Accepted for/Published in: Journal of Medical Internet Research
Date Submitted: Jan 27, 2019
Date Accepted: May 2, 2019
(closed for review but you can still tweet)
Discovering Clinical Information Models Online to Promote Interoperability of Electronic Health Records: Methodology Study
ABSTRACT
Background:
Clinical information models enabling both technical and semantic interoperability are crucial for electronic health record (EHR) data use and reuse. Collaborative application of clinical information models helps ensure the interoperability of EHRs. Therefore, how to discover clinical information models from an open repository online to help health information system developers represent EHR data in a standard manner become important.
Objective:
This study aimed to develop a retrieval method to identify clinical information models online to represent EHR data.
Methods:
We proposed a graphical retrieval method. We probabilistic graphical represented of clinical information models using an extended Bayesian network with two concept-layers. In the inference process, we calculated the probability of relevance of each clinical information model for the given query, and sorted the result by decreasing order of probability. In evaluation, we compared our graphic-based method with three typical retrieval methods (BM25F, simple Bayesian network and the Clinical Knowledge Manager) in the medication, laboratory test and diagnosis retrieval tasks, using evaluation metrics of mean average precision (MAP), average precision (AP) and precision at cut-off points 10 (P@10).
Results:
We downloaded 526 clinical information models from an open repository of openEHR. Then, a clinical resources network was constructed.
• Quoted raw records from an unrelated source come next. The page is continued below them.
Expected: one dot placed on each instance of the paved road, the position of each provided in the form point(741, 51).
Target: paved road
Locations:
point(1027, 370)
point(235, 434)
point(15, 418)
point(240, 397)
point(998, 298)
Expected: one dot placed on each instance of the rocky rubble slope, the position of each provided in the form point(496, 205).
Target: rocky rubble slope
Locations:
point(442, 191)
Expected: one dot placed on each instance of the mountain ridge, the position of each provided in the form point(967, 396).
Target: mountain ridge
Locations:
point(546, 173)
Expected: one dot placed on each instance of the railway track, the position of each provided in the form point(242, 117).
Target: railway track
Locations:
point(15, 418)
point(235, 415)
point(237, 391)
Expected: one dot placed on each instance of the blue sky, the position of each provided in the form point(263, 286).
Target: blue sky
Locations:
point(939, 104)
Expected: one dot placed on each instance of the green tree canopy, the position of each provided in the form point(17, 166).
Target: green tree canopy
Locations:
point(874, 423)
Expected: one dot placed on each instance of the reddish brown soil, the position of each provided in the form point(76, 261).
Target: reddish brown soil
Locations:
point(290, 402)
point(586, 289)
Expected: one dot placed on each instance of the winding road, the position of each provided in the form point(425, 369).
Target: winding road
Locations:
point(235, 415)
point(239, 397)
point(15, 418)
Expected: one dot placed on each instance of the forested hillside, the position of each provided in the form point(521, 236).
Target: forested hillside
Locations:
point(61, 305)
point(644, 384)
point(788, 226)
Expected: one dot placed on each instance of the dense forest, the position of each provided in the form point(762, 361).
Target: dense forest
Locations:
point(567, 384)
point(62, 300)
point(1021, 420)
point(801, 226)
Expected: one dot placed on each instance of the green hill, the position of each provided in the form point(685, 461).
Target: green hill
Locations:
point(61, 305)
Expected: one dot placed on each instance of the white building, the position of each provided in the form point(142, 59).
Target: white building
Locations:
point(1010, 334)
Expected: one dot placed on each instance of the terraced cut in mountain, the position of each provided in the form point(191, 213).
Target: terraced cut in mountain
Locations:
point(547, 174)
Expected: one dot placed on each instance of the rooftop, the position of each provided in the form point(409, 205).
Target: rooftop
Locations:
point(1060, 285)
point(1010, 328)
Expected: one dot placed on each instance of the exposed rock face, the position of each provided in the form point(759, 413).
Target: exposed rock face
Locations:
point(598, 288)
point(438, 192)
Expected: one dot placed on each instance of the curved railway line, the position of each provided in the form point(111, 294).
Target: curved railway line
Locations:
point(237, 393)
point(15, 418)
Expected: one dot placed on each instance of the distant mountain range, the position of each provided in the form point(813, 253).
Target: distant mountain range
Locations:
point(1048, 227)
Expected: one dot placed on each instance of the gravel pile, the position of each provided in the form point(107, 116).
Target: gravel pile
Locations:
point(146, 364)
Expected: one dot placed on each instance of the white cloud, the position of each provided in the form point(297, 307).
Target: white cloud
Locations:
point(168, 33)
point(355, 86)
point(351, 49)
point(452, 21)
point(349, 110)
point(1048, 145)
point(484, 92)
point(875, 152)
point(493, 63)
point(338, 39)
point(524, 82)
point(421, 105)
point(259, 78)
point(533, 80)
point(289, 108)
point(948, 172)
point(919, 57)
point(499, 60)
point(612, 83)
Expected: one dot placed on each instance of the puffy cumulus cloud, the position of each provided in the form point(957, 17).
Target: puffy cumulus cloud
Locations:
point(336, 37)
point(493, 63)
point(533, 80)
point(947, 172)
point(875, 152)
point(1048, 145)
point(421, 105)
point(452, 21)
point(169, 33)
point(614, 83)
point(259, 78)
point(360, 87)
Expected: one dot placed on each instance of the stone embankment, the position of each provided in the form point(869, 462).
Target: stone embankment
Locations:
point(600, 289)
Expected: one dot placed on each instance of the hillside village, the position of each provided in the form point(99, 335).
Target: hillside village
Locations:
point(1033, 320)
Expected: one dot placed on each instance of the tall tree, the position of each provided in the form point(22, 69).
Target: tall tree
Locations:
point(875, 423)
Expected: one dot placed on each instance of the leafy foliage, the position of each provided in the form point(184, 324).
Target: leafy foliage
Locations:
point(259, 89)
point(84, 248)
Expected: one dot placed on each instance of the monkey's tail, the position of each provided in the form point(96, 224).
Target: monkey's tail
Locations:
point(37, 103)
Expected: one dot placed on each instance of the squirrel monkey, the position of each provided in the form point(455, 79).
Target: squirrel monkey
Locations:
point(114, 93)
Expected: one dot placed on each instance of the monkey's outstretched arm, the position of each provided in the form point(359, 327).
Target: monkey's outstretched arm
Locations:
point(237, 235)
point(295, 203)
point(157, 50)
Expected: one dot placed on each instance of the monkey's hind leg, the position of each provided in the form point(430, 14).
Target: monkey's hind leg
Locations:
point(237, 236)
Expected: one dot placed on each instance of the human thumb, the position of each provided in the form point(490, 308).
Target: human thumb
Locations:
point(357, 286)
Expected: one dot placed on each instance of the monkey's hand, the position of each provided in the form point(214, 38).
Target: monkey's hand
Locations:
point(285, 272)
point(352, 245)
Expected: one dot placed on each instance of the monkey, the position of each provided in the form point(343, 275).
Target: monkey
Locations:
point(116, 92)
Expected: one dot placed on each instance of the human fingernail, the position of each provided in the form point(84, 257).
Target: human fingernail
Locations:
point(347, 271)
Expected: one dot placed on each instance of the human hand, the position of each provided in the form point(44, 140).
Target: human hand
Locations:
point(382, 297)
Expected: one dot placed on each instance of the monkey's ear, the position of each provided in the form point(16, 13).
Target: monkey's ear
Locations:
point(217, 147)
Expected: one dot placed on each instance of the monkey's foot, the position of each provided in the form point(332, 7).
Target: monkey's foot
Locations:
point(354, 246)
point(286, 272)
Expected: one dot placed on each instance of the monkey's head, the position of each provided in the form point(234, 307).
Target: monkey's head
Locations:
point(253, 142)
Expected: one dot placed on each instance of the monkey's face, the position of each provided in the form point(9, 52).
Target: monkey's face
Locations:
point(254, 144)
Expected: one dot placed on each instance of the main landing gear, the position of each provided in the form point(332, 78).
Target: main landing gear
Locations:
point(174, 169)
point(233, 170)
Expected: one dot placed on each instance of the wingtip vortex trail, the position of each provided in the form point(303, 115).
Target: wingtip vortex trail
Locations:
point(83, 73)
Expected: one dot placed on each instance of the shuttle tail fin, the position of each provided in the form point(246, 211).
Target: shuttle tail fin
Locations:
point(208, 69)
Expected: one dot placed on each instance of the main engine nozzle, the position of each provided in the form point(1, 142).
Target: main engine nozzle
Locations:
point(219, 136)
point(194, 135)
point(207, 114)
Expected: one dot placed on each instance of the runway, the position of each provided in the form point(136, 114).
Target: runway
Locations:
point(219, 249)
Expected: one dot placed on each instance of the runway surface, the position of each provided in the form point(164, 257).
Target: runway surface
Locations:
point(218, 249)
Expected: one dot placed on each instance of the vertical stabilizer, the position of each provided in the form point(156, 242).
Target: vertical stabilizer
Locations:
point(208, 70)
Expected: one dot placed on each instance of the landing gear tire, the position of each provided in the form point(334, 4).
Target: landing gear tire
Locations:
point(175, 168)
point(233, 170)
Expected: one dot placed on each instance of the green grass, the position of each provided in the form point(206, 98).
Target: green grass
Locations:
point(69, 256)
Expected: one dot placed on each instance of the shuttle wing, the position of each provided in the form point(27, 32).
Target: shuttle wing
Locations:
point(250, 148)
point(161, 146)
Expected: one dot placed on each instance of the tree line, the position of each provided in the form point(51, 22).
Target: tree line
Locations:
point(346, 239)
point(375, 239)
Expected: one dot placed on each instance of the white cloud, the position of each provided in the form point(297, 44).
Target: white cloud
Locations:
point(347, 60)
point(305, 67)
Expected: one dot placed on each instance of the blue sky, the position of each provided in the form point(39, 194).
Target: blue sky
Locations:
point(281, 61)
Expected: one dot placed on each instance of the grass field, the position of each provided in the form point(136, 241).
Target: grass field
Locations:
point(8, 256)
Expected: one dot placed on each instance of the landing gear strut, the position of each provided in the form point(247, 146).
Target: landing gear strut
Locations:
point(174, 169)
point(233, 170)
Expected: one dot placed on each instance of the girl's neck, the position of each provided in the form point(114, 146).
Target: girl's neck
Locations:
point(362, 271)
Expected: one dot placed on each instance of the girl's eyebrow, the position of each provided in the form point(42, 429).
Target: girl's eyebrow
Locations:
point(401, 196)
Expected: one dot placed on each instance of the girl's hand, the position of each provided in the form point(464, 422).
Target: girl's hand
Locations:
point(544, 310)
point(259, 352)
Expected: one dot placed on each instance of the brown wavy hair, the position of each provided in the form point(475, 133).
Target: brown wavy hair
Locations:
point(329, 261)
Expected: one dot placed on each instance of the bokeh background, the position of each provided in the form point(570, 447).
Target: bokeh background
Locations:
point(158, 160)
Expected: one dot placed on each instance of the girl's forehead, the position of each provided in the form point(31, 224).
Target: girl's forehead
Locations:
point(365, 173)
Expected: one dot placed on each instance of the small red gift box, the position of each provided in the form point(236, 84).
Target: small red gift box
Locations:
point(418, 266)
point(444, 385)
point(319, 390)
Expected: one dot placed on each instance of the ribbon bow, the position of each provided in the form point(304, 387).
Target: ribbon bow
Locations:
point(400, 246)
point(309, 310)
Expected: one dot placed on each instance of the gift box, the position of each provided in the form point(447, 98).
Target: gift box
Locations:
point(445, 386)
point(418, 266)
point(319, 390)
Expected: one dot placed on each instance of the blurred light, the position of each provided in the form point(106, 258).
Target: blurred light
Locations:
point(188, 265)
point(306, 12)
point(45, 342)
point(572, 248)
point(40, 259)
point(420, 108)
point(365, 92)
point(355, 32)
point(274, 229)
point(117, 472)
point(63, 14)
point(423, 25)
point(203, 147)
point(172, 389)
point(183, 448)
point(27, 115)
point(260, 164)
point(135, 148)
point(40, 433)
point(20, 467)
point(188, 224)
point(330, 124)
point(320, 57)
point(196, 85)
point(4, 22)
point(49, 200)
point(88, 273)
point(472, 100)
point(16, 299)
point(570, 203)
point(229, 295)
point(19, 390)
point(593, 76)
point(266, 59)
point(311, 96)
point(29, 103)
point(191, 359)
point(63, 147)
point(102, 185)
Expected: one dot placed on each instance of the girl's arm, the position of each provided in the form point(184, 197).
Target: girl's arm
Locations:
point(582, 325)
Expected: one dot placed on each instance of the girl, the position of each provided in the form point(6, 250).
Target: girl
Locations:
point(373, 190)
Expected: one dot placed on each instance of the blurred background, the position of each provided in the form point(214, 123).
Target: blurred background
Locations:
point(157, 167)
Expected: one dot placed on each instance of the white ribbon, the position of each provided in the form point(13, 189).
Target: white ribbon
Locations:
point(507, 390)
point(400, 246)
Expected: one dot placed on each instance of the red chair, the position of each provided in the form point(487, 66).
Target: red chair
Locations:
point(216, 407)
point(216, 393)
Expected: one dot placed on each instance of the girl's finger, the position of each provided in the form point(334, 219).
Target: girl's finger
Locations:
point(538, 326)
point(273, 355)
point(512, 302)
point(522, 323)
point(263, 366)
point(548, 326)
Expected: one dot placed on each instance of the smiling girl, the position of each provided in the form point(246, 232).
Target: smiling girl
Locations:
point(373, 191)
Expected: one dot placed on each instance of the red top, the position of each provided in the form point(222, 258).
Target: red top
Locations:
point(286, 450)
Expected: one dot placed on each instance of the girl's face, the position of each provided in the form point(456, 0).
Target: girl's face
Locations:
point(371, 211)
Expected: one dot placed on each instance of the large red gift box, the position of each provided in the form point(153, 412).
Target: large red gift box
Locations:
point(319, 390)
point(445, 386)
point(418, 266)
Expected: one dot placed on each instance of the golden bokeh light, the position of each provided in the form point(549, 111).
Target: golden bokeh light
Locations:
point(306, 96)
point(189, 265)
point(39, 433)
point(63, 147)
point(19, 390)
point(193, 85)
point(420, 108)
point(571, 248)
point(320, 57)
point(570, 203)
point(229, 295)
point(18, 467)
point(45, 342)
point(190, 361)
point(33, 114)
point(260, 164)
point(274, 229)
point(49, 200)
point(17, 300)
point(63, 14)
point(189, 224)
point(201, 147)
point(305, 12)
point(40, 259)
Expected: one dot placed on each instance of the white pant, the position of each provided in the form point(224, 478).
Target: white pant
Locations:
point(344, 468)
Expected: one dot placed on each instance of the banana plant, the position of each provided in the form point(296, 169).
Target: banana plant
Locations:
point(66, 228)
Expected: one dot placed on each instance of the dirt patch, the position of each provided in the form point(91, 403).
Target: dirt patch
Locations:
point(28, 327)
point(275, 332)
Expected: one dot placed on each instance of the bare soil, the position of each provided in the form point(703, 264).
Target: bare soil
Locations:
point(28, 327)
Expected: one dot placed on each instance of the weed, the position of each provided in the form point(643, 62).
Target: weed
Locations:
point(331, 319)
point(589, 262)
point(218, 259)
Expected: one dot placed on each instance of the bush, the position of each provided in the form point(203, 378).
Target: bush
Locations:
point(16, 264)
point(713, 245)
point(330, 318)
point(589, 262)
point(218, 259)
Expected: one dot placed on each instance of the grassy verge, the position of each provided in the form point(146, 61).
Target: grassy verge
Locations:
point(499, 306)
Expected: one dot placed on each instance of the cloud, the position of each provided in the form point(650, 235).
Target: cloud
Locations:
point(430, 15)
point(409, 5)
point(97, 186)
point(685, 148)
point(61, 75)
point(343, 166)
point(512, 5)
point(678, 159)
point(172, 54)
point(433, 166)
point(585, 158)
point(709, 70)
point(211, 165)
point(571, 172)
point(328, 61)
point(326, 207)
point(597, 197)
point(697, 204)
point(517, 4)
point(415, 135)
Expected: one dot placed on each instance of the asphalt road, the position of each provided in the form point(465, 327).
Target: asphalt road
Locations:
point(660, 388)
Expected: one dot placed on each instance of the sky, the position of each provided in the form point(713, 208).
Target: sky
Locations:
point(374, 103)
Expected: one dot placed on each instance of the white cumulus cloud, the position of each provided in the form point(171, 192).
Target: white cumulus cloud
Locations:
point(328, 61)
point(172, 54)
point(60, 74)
The network consisted of 5,513 nodes, which were 3,982 information element nodes (T), 504 concept nodes (C), 504 duplicated concept nodes (C’), and 523 clinical information model nodes (A), with 6366 edges from T to C, 2958 edges from C to C’, and 543 edges from C’ to A. The results showed that our method achieved the best mean average precision (MAP = 0.32). When retrieving information models related to diagnosis, our method could successfully identify the models covering diagnostic reports, problem list, patients background, clinical decision and etc., as well as models which other retrieval methods could not find, such as problems and diagnoses.
Conclusions:
The extended Bayesian network retrieval method we proposed is an effective approach to meet the uncertainty of finding clinical information models. Our method can help health information system developers identify clinical information models to represent EHR data in a standard manner, enabling EHR data exchangeable and interoperable.